Minnesota’s line finished the year with an 82.8 pass-blocking efficiency, the same as the Giants at 26th in the league. They surrendered 228 total pressures including the postseason, which was the most in the league. The Kansas City Chiefs played two extra games and still allowed 23 fewer total pressures than the Vikings as an offensive line. And the Philadelphia Eagles, arguably the best line in football, allowed 99 fewer pressures despite playing two more games.

Christian Darrisaw emerged last season as one of the best tackles in the game, and on the other side Brian O’Neill is a quality starter, but the Vikings still have too much pressure coming up the middle and could also tweak the scheme to minimize the plays where Cousins is exposed to those big hits that cause his coaches to cringe.

For his part, Cousins himself also needs to work on finding the correct balance between proving his toughness, hanging in and making the play, and protecting himself and minimizing the hits he takes over a season.
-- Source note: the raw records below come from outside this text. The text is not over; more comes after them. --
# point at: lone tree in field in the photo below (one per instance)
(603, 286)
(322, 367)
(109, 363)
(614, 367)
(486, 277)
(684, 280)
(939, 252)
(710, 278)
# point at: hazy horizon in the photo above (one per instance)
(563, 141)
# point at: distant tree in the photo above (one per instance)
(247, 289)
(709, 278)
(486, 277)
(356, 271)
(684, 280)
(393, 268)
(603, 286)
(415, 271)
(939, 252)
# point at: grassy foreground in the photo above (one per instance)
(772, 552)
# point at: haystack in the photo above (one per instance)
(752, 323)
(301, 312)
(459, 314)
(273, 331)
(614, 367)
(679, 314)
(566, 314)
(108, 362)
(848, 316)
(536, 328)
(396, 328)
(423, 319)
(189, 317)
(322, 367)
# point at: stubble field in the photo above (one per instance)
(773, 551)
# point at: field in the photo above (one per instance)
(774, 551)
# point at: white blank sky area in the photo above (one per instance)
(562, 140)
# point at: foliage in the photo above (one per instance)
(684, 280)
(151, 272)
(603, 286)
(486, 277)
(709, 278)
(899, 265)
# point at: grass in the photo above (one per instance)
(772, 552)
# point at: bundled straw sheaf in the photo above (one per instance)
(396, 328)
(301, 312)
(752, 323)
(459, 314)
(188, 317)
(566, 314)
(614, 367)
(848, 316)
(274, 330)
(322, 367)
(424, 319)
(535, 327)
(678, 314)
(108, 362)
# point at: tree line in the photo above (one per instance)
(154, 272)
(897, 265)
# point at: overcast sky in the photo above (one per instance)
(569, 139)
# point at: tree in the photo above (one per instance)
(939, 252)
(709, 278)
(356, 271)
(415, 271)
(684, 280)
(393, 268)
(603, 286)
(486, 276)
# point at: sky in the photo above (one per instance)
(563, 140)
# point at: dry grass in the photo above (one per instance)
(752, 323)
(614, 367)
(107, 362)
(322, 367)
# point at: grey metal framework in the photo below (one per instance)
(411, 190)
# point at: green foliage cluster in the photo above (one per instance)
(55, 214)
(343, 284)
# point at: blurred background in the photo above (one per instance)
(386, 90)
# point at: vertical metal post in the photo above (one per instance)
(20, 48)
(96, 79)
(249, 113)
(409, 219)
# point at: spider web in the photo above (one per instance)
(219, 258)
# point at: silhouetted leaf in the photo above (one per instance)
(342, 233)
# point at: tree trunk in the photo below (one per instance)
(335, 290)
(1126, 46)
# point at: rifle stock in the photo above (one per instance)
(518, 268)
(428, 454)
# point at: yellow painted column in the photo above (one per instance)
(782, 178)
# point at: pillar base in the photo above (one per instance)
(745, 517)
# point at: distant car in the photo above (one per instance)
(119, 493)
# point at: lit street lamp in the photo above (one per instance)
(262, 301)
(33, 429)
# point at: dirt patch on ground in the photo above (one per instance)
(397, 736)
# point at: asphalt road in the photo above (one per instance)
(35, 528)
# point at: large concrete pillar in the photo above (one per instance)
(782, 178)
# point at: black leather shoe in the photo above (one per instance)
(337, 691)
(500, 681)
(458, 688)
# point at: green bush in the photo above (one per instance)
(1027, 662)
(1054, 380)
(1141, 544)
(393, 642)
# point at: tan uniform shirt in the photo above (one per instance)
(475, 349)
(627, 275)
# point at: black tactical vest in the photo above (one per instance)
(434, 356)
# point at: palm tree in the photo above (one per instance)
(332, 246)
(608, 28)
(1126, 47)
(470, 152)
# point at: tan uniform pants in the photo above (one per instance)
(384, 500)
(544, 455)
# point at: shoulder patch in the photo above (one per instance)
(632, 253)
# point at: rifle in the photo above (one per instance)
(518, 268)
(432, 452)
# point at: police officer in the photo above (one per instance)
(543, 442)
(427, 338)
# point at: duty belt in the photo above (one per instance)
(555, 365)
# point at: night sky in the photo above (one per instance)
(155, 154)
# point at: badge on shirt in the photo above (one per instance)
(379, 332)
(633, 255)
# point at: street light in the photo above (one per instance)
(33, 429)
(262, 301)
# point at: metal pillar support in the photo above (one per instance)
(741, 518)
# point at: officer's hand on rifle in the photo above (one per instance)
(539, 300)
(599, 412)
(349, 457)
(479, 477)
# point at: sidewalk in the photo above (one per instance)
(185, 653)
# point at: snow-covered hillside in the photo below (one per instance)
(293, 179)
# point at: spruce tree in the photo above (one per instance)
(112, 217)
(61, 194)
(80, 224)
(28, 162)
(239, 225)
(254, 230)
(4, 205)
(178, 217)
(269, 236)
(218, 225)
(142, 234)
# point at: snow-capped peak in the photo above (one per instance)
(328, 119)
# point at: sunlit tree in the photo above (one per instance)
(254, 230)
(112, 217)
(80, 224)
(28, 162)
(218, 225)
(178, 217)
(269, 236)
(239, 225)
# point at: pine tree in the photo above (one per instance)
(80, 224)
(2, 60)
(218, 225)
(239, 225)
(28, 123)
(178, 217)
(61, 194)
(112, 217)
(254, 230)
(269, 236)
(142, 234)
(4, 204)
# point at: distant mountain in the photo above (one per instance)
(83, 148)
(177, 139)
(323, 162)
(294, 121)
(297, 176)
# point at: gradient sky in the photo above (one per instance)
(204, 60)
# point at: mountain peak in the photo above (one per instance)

Patrick Mahomes — the league’s best quarterback — allowed pressure to turn into a sack just 10.1% of the time last season despite actually inviting pressure more often than most quarterbacks. Even in the playoffs, when he could barely move on an injured ankle, that number was just 6.7%.

Cousins was far from poor in this area, but Mahomes is the gold standard and the target for other quarterbacks to emulate even when it comes to protecting himself.

There are a lot of reasons for optimism for Year 2 of O’Connell’s offense in Minnesota, but one of the biggest areas of growth needs to be keeping Cousins better protected.